The White House adviser said the president is working through the positions that different centrist and progressive members have staked out. On Tuesday alone, Sinema visited the White House three times, meeting with Biden and his staff at various times throughout the day. Manchin had a meeting as well.

Though Sinema reiterated to Biden that she’s still not ready to support the bill, one of the people familiar with White House thinking said some progress was made overall on Tuesday and that the meetings with Sinema were productive. The White House adviser characterized the president’s meeting with Manchin as productive, covering climate change and other aspects of the package involving families.
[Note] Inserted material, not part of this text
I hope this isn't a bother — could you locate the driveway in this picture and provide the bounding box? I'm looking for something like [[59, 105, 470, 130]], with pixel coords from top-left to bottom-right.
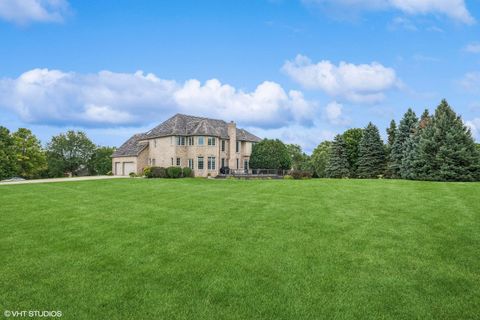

And though Biden has been criticized by some Democrats for not paying more attention to the House, Rep. Emanuel Cleaver (D-Mo.) defended the White House’s focus on the Senate holdouts.

”If I were over there, that’s what I’d be doing,” said Cleaver. “The House even though it’s seemingly unruly all the time, we generally will come together over here. But the Senate is frightening.”

“If we fail, Joe Biden and his administration is in jeopardy because he campaigned on this and people voted for him,” Cleaver added as a warning to his colleagues.

As the president works the Senate, administration officials are reassuring progressive House members that Biden wants both bills to pass and that the White House is focused on “the 5 percent of Democrats in Congress who are not on board with both bills,” said a progressive source familiar with the White House’s conversations.

The White House has told House progressives that one reason they’ve been talking to them less is that they’re in “the same place,” the source added.

When pressed on House Speaker Nancy Pelosi’s decision to move forward with a vote on the infrastructure bill, which would effectively decouple it from the reconciliation package, White House press secretary Jen Psaki said that the president trusts Pelosi.

“We are working in lockstep to get both of those pieces of legislation done,” said Psaki. “One is absolutely not being dropped. Anyone who thinks that, that’s not true or accurate.”

Psaki also defended Biden’s efforts to pass his agenda, saying the “president is playing his role.”

Still, multiple Democratic sources expressed frustration about the state of affairs among Democrats on Capitol Hill. As Thursday’s infrastructure vote approaches, it seems likely that the simmering tensions within the party could worsen, absent some breakthrough.

One top progressive operative said, tongue firmly in cheek, that if the infrastructure bill were to pass on Thursday, “President Manchin, Majority Leader Sinema and Speaker [Josh] Gottheimer will have to make some tough decisions about which corporate lobbyists win or lose.” A moderate House Democrat, meanwhile, warned that any delay on the Senate-passed infrastructure bill would make the party “look even more incompetent.”

Others, however, were able to summon some optimism amid the fear of failure.

“That’s the ace in the hole that Joe has: He knows Democrats know that it has to pass,” said former Sen. Max Baucus, a close ally of Biden’s, adding that the president shouldn’t get bogged down in the sequencing of the bills. “If it does not pass, it’ll severely damage his presidency.”